Les chefs d’entreprise qui se rémunèrent en dividendes plutôt qu’en salaire sont particulièrement exposés. La flat taxe avait rendu cette stratégie très attractive depuis 2018. Un relèvement du taux sur les dividendes, même partiel, modifierait l’équation et pourrait pousser certains dirigeants à reconsidérer leur mode de rémunération. Seul un expert-comptable ou un avocat fiscaliste peut évaluer l’impact réel sur une situation individuelle.
Adapter sa stratégie patrimoniale avant l’entrée en vigueur des nouvelles règles
La fenêtre qui court jusqu’au 31 décembre 2025 représente une période d’action. Plusieurs décisions patrimoniales gagnent à être prises avant que les nouvelles dispositions ne s’appliquent.
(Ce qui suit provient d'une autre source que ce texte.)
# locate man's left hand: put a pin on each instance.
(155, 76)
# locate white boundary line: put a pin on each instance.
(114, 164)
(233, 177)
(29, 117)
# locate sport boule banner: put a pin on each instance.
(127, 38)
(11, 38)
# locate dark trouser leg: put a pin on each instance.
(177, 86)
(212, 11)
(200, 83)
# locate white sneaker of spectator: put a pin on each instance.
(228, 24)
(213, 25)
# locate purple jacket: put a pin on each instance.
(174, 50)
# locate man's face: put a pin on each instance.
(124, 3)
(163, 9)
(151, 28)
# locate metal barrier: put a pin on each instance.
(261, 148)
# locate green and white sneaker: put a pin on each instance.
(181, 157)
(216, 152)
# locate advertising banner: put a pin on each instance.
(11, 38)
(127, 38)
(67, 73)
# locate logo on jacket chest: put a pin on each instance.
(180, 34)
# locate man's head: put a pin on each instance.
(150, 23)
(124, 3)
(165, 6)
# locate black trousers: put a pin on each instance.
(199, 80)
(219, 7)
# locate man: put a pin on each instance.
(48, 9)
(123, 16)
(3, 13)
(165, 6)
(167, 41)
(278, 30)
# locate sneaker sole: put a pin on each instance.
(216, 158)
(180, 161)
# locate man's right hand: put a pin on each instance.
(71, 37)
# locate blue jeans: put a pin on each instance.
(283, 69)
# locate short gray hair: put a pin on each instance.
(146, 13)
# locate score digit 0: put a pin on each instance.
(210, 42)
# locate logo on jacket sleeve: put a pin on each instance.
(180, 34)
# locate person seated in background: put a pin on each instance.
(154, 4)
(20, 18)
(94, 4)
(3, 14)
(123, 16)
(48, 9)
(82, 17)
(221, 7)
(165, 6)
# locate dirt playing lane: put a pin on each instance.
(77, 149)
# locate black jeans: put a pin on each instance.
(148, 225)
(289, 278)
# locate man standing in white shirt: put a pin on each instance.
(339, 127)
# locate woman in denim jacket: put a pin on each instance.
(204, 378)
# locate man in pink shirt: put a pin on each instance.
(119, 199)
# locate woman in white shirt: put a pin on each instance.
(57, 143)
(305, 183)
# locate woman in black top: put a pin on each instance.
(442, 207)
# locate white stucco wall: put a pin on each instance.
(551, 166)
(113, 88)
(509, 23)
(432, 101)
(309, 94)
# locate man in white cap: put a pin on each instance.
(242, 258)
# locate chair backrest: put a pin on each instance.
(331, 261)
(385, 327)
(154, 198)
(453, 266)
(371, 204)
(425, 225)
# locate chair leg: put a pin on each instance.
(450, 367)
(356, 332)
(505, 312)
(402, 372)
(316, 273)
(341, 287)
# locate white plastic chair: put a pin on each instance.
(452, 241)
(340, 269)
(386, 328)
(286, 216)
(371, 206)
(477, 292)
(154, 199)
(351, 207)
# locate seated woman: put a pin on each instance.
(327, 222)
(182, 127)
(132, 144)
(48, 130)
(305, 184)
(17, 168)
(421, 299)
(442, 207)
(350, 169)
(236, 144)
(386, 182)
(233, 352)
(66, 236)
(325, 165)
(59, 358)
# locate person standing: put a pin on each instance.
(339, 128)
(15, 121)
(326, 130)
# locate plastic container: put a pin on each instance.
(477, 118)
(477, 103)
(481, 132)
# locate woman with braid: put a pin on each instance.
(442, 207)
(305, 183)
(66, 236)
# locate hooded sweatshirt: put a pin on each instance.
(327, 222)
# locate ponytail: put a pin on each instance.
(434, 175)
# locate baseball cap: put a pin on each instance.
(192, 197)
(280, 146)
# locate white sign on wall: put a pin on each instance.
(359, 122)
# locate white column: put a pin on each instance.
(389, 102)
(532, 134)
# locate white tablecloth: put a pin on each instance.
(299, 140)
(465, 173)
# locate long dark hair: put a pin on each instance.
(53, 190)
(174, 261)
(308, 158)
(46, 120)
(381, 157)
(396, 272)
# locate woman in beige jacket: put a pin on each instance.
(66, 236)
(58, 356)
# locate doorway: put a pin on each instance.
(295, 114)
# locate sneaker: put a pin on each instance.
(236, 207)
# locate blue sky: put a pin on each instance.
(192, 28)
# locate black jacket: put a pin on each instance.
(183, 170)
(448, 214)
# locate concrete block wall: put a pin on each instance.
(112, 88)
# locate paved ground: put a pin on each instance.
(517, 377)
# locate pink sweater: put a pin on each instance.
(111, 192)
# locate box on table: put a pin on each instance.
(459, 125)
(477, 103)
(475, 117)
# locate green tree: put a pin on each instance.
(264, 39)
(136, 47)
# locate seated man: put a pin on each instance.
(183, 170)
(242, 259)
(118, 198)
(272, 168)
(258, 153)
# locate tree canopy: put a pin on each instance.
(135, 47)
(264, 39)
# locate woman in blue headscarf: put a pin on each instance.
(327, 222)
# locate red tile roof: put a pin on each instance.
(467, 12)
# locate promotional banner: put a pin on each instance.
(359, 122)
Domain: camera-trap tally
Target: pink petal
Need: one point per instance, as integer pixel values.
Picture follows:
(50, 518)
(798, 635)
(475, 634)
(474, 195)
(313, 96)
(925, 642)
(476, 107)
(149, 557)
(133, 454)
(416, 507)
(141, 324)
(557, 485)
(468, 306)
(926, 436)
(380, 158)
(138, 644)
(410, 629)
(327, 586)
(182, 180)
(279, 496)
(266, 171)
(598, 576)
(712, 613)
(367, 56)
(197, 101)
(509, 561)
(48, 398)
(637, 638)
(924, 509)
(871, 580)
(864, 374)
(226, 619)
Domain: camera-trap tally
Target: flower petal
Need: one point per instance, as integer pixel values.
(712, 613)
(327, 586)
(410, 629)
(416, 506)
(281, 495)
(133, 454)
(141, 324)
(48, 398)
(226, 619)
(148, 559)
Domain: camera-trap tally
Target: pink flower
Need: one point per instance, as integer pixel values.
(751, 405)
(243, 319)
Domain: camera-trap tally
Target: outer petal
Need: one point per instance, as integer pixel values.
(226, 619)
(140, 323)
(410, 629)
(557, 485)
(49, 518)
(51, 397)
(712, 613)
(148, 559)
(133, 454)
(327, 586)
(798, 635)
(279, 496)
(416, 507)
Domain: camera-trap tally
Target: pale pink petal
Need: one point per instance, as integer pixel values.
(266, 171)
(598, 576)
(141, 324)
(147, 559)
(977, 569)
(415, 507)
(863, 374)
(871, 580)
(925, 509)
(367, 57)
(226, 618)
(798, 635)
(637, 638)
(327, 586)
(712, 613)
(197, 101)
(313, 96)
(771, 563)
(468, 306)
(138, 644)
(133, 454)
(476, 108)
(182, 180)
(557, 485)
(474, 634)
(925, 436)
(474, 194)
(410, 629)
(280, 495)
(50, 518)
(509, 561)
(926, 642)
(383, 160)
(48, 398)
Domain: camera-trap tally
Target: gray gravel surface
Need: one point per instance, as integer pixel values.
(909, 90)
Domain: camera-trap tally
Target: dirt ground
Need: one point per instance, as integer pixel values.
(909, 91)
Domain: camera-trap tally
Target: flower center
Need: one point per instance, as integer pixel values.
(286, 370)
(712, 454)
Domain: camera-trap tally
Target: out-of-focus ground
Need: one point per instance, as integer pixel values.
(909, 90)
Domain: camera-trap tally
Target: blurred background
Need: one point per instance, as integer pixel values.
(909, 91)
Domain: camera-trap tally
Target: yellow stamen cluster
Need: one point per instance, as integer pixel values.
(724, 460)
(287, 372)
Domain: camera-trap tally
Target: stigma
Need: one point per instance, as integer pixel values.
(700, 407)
La première concerne la revue du portefeuille financier : identifier les plus-values latentes importantes et évaluer si une cession anticipée est pertinente. Cette décision dépend du taux marginal d’imposition global du contribuable et de ses projets d’investissement futurs.
La deuxième piste concerne les versements sur l’assurance-vie. Si des modifications touchent les contrats récents, augmenter l’encours d’un contrat existant de plus de huit ans avant la réforme peut consolider un avantage fiscal acquis. Les règles sur l’ancienneté des contrats sont calculées à la date du versement, non à celle du rachat.
Pour les contribuables dont le revenu fiscal de référence est modeste, vérifier si l’option pour le barème progressif reste avantageuse est une démarche systématique à mener chaque année. Cette option s’exerce lors de la déclaration de revenus, case par case selon les types de revenus concernés. La DGFiP met à disposition un simulateur en ligne permettant de comparer les deux régimes.
Documenter précisément le prix de revient de chaque ligne de portefeuille est une bonne pratique souvent négligée. En cas de cession, c’est cette valeur qui détermine le montant de la plus-value imposable. Les établissements financiers fournissent des relevés fiscaux annuels, mais ils ne couvrent pas toujours les titres acquis avant leur entrée en relation avec le client. Conserver les justificatifs d’achat reste une obligation pratique, quelle que soit l’évolution du régime fiscal applicable. Seul un professionnel du droit fiscal peut donner un conseil adapté à chaque situation personnelle.